Cantoria de domingo

“Ir muit, muit chaten. Ir muit, muit chaiten. Got tra-la-la-la-lá”

Assim cantava alegremente o coro. Tuca saíra cedo para a missa com a mãe, o pai e o pequeno Juca, seu irmão mijão, chorão, chatão.

Ele ainda estava com sono, era domingo e assim mesmo ele devia suportar o gelo do chão da igreja que se infiltrava por dentro das calças, agarrava-se por suas pernas e subia-lhe até o peito. Ainda bem que tinha a cantoria que ele não entendia muito, mas mesmo assim gostava.

“Got um-um-mu , Jesu-su-su”

O coro continuava sua interminável ladainha que Tuca decifrava animadamente. Ele sabia que os cantores louvavam as barbas de Deus e também aquele seu filho que todo mundo chamava de menino mas que já era bem crescidinho.

Mas quando os homens estufavam o peito para gritar com voz de peru “Got go-go Got” ele entendia que não estavam falando daquele Deus barbudo que manda ele arrumar a cama e nunca brigar com o Juca. Falavam de um cara meio divertido. Talvez ele fosse até meio gago como o Flavinho lá da escola ou gagá como o tio Amâncio.
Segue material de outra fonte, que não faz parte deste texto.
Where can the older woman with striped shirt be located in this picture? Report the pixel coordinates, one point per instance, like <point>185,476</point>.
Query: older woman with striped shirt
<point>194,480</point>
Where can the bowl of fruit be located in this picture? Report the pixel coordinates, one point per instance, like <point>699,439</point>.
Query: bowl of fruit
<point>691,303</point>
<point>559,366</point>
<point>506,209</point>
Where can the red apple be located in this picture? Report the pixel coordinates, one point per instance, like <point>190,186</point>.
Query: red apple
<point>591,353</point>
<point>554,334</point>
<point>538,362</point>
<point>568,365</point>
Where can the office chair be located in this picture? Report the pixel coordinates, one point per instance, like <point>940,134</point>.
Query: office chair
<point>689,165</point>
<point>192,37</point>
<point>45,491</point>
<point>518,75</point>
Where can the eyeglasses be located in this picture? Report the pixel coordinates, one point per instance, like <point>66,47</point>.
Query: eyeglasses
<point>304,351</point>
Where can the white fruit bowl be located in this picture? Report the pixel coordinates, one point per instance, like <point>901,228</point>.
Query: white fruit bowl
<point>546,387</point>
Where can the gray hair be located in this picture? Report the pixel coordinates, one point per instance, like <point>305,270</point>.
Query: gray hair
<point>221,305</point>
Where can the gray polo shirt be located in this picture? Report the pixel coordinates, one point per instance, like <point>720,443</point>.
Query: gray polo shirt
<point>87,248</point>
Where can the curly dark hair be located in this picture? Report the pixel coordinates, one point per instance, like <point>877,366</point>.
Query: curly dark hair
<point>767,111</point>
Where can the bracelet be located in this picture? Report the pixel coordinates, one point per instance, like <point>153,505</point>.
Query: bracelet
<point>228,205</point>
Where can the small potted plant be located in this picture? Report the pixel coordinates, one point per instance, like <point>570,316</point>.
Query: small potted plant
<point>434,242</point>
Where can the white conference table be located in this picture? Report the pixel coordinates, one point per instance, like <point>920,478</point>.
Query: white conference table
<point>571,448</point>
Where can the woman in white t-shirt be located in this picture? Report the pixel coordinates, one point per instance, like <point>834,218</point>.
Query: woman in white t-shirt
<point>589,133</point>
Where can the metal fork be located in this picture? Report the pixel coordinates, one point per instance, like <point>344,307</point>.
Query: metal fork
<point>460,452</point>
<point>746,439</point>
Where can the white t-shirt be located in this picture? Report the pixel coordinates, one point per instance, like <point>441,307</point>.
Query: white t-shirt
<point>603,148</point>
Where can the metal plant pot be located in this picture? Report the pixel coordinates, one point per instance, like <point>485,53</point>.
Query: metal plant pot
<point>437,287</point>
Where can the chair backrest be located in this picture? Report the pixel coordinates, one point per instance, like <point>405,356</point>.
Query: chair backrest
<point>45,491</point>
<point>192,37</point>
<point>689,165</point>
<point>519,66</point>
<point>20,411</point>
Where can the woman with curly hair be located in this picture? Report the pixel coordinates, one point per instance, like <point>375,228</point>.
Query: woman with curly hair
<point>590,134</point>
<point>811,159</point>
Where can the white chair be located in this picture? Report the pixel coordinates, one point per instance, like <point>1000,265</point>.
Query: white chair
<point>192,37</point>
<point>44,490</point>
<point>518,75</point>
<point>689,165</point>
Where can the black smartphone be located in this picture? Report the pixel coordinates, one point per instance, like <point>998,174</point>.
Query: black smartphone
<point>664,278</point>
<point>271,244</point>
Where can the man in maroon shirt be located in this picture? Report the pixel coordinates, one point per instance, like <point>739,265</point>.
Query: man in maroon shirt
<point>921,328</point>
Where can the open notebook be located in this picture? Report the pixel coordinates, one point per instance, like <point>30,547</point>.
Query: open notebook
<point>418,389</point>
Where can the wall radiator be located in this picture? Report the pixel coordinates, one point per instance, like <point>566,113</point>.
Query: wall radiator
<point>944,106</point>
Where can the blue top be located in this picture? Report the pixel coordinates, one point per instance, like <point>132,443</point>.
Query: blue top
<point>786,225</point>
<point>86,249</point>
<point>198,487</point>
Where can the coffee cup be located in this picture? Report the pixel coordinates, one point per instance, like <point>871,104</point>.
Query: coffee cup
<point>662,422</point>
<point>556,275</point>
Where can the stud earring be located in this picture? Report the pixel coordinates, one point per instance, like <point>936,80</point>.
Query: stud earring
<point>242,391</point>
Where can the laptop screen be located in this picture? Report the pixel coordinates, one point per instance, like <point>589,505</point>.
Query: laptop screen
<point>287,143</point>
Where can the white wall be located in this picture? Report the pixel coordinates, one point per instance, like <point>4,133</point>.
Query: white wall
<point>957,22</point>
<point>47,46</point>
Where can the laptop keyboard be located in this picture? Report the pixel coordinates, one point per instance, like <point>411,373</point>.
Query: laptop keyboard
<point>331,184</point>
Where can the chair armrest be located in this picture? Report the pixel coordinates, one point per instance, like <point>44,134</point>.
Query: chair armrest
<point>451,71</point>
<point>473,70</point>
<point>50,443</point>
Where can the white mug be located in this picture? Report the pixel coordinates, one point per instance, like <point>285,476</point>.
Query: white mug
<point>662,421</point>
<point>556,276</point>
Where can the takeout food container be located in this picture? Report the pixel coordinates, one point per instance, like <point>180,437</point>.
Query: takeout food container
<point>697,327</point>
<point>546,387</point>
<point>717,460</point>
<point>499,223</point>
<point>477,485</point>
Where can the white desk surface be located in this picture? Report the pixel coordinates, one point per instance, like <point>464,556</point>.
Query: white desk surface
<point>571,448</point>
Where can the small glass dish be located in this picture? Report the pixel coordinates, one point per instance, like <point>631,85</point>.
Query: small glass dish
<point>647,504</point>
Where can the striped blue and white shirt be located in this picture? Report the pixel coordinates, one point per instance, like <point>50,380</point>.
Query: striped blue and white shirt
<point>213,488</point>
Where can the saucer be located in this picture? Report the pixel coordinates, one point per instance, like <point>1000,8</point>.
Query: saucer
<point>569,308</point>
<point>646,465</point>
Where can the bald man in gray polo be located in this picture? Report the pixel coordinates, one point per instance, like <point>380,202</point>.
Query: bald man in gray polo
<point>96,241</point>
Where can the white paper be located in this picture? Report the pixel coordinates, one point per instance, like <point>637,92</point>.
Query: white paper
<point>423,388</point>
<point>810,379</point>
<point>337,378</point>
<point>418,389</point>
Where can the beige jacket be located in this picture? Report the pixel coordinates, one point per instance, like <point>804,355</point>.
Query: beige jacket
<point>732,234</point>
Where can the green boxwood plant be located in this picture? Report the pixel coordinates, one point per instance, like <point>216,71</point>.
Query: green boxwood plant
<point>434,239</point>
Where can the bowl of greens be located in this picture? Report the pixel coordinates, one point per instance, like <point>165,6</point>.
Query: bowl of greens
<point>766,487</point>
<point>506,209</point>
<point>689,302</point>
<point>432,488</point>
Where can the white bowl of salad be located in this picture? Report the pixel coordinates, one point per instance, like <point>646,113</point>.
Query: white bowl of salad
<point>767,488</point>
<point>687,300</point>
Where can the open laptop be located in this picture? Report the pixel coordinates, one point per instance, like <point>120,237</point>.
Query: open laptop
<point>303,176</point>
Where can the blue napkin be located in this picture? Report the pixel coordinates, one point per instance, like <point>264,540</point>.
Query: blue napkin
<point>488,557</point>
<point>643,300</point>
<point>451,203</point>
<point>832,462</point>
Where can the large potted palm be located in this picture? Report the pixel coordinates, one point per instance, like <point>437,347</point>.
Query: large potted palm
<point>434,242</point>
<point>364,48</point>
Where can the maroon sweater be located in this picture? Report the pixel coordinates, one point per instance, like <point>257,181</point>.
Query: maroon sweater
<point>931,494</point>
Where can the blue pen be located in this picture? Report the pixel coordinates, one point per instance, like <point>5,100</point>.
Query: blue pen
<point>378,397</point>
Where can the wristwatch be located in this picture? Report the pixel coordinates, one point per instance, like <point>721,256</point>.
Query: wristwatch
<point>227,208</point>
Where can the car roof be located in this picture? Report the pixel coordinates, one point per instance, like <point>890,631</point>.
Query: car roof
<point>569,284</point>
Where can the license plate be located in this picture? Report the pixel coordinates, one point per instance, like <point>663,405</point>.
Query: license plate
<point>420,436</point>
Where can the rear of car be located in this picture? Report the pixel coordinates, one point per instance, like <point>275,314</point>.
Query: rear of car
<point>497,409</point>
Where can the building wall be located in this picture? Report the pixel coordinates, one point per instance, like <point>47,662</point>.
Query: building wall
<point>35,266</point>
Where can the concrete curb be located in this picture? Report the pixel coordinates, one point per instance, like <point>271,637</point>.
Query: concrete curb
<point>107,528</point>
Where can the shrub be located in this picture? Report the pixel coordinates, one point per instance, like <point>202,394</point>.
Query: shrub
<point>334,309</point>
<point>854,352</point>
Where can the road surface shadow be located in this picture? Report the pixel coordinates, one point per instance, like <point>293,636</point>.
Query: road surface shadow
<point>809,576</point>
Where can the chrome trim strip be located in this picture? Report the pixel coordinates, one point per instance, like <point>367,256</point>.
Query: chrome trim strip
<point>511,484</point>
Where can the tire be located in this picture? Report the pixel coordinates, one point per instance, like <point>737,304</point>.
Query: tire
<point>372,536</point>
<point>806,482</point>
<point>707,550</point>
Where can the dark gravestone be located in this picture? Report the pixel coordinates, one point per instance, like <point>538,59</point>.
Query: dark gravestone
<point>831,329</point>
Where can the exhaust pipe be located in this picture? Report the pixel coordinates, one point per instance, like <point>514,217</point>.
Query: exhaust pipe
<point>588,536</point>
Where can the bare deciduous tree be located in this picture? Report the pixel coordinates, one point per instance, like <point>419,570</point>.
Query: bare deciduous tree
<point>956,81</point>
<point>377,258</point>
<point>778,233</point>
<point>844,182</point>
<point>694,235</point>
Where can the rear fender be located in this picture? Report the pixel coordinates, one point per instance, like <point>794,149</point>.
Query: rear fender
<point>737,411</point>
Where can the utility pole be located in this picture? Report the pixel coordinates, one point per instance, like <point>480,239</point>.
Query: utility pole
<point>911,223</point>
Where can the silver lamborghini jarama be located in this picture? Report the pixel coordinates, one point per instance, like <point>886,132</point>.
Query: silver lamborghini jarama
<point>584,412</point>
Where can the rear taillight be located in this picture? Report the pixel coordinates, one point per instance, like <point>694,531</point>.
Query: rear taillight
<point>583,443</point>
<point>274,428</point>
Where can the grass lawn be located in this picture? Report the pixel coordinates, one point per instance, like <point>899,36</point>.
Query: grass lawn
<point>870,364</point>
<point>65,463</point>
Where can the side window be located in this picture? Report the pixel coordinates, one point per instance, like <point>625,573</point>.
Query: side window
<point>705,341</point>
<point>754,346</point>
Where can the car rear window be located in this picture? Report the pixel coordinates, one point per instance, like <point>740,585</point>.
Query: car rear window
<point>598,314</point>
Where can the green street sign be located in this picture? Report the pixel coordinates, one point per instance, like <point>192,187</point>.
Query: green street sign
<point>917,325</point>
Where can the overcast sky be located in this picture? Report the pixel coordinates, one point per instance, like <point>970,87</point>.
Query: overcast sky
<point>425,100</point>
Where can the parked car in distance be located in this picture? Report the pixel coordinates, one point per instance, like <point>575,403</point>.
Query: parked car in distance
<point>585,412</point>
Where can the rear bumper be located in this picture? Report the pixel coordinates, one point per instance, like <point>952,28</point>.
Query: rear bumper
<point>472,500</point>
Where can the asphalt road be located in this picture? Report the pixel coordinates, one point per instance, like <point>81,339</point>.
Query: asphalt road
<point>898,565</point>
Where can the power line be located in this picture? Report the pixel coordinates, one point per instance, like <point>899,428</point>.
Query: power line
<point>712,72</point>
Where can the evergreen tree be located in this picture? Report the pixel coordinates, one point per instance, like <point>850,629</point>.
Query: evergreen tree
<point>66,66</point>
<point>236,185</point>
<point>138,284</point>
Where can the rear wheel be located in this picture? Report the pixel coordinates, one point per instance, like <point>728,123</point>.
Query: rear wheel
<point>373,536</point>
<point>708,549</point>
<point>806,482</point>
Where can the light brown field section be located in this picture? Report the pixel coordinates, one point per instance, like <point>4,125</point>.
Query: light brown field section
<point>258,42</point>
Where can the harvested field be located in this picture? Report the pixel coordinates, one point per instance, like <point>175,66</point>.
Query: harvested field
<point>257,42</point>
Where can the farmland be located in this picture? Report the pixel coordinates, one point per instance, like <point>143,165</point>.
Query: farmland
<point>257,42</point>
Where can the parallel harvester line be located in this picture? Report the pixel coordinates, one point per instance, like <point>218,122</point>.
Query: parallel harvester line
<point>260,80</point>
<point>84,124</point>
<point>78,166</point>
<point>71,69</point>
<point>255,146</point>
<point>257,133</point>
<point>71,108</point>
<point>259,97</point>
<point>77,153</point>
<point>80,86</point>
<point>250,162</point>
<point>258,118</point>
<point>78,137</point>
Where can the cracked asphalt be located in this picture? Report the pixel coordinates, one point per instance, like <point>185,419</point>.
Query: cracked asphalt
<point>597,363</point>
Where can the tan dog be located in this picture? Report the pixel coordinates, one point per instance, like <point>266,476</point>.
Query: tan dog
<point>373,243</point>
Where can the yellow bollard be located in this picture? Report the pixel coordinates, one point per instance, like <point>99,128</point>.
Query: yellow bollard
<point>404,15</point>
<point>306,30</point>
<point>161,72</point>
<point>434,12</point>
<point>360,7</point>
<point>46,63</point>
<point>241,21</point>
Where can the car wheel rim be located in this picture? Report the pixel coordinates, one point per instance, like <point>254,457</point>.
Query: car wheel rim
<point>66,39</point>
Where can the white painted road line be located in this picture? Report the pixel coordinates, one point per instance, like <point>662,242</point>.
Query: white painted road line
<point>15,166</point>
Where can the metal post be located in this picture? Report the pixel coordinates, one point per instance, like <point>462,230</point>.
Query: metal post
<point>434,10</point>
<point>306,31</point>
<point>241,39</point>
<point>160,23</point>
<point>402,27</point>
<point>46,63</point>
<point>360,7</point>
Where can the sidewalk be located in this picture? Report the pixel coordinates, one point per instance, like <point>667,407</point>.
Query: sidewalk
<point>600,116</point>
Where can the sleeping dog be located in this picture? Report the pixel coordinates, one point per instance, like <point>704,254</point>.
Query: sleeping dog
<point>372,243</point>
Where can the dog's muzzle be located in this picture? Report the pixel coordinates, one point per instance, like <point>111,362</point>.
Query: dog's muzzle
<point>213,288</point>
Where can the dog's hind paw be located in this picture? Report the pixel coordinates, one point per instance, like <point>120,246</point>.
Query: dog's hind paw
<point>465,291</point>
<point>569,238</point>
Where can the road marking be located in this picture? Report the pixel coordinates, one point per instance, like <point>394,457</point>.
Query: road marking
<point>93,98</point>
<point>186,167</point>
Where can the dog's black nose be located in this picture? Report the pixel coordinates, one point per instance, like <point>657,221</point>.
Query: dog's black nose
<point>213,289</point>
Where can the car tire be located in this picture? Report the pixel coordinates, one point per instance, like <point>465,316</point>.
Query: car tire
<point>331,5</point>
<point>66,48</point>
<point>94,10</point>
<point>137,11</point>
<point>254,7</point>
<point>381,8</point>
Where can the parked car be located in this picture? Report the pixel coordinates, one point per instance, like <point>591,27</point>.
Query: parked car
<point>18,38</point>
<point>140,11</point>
Tinha também aquele pedaço que desafinavam mais ou menos assim: “Jesus fili, fili-li-li-li” e daí estavam querendo falar que Jesus era bem esperto com as meninas porque eram elas que cantavam fili-li-li-li. Tuca achava isso muito esquisito, porque menina era meio chato, meio cheio de ti-ti-ti, tu-tu-tu, pi-pi-pi. E aquele menino Jesus que não parecia nada um menino, até porque ele nunca andava de skate nem assistia TV, gostava de meninas que cantavam para ele aquelas músicas fininhas.

Então, na música lá do coro, tinha o barbudo gago e o filho que gostava de menina. Mas tinha a “Maria-a-a salve-ve-ve- ve” que era a mulher de Deus e que portanto era a mãe do esquisitão que, dizia o padre, era muito arrumado e bom aluno. Mas Tuca duvidava daquilo também, se bem que ele era estranho mesmo. Essa Maria era legal, porque a vozinha sempre falava dela quando ela estava apurada. Tuca não sabia como é que ela podia ser a mulher daquele Deus todo importante e mãe daquele menino todo certinho que também tinha uma vez feito uma coisa legal lá de andar na água, mas Tuca achava que aquilo também era mentira.

“U-u-u, Got go go, Alê e Júlia, Alê e Júlia, Alejúlia a-a-a-a”

Até o Alexandre e a Júlia, seus primos eram da história.

Tuca gostava do coro, porque o Deus brabo, o Jesus CDF e a Maria queridinha-da-vovó eram mais divertidos do que na aula de catecismo.

Mas no final, vinha aquela coisa do “Amen, amen-men-men” e começava aquele padre velho.

Disso o Tuca não gostava nem um pouco. Dava muito sono e o frio do domingo cedinho de manhã amortecia sua cabeça. O coro sim era divertido.